Secondly, in programming it is usual to concentrate on one skill at a time. This
has its obvious advantages. Among other things, it facilitates 'frame'-construction
and also makes an accurate measurement of results a relatively eay undertaking.
But there is the other side of the coin which appears to have stayed hidden hitherto.
It is that language skills do not usually operate by themselves. Each one forms
part of a complex whole which, in its composition, is linked with other major
skills as also with some extra-linguistic factors. Good tests in languages must
take cognizance of what George Perren rightly terms as 'a vast, ill-defined, and
shifting range of behaviours'. The art of testing in its present state of development
does not provide for this.
Thirdly and lastly, there is the most important question of the 'transfer' from
what is tested to what is tested to what is needed. This is, in part, based on
what was said earlier about 'examining for error' as against 'examining for achievement'.
It also calls into question the testers' belief that the selected parts represent
the totality of foreign language behaviour.
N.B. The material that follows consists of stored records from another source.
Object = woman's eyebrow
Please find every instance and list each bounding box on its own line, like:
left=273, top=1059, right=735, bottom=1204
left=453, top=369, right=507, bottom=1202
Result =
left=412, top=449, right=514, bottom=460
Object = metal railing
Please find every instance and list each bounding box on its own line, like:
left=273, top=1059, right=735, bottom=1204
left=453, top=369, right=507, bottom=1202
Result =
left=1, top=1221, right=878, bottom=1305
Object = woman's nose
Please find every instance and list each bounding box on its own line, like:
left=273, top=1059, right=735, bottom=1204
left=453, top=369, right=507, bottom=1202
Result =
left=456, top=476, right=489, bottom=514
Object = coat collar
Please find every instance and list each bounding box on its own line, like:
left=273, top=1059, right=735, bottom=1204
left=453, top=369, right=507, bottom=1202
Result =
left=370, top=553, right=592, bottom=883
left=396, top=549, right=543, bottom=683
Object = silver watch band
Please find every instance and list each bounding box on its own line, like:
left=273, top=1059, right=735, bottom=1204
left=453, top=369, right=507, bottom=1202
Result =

Much more than these two, however, it is related to the fundamental question reffered
to earlier. Our ignorance of what constitutes language acquisition coupled with
our failure to give due weightage to many sizeable elements of what we tentatively
take as representative skills of meaningful communication, have produced a situation
in which, with the best of objective tests, we are still left with misgivings
about the extent to which what is measured approximates to what is essential for
language use. Does good performance in, for example, a test in oral comprehension,
which utilizes both segmental and supra-segmental discrimination tests, mean that
the learner will use 'language as speech' effectively for ordinary communication?
Or does it leave out a lot that can tilt the balance in the opposite direction?
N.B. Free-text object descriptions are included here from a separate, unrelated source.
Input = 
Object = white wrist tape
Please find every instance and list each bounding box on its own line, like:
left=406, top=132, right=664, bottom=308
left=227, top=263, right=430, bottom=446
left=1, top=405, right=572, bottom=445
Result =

If it is be the former, why then does one come across instaces of foreign speakers
whose speech jars on the native and the non-native ears alike and, on occasion,
fails to put across the intended meaning, in spite of their near perfect use of
phonemes or phonemic contrasts? But if it be the latter, what must our tests do
better or do differently than they do now so as to make the 'transfer' from the
tested to the needed a much clearer possibility?
These then are some
of the vexing issues that face us in our attempt to design result-producing, self-instructional
materials for the intermediate- and relatively advanced-level learner of a foreign
language. There are others too. Some, like our helplessness on finding that to
ask student of the foreign language, is like asking for the moon, have to be accepted
as being part of the pattern. Some, like the absence of usable and comprehensive
contrastive linguistic studies especially in the areas of grammar and usage, are
perhaps a temporary phenomenon. Many of the problems raised in the discussion
above will also, we hope, solve themselves with experience or through experiment,
through some, at least at present, appear much more intransigent.
For
the committed programmer even the less viable aspects of programming may appear
to present no problems. He already sees, as I heard one enthusiast say in his
defence of programming earlier in the day, 'beaming faces full of purpose and
full of promise'. For those of us, however, who are not so keen to jump on the
bandwagon, there is all the reason in the world to keep an open mind to the possibilities
of each new innovation in educational technology, but at the same time, to guard
against anything which, in building a facile faith in some 'miraculous solutions',
makes the language teachers' job even more difficult than it is today.
In
what I have said this afternoon, I have only raised a few of our questions and
misgivings in attempting to programmes for a specific need. I have said nothing
about either the possibilities of programming or about the ways in which the less
knottier of the problems can approach their resolution. For the former we can
go to the works of many able exponents of PI, for the letter we must await the
results of classroom-based try-outs and experiments. At the Central Institute
of English we are now battling with the preliminaries of some such inside-the-classroom
studies and experiments. Before long we should have at least a few tentative answers.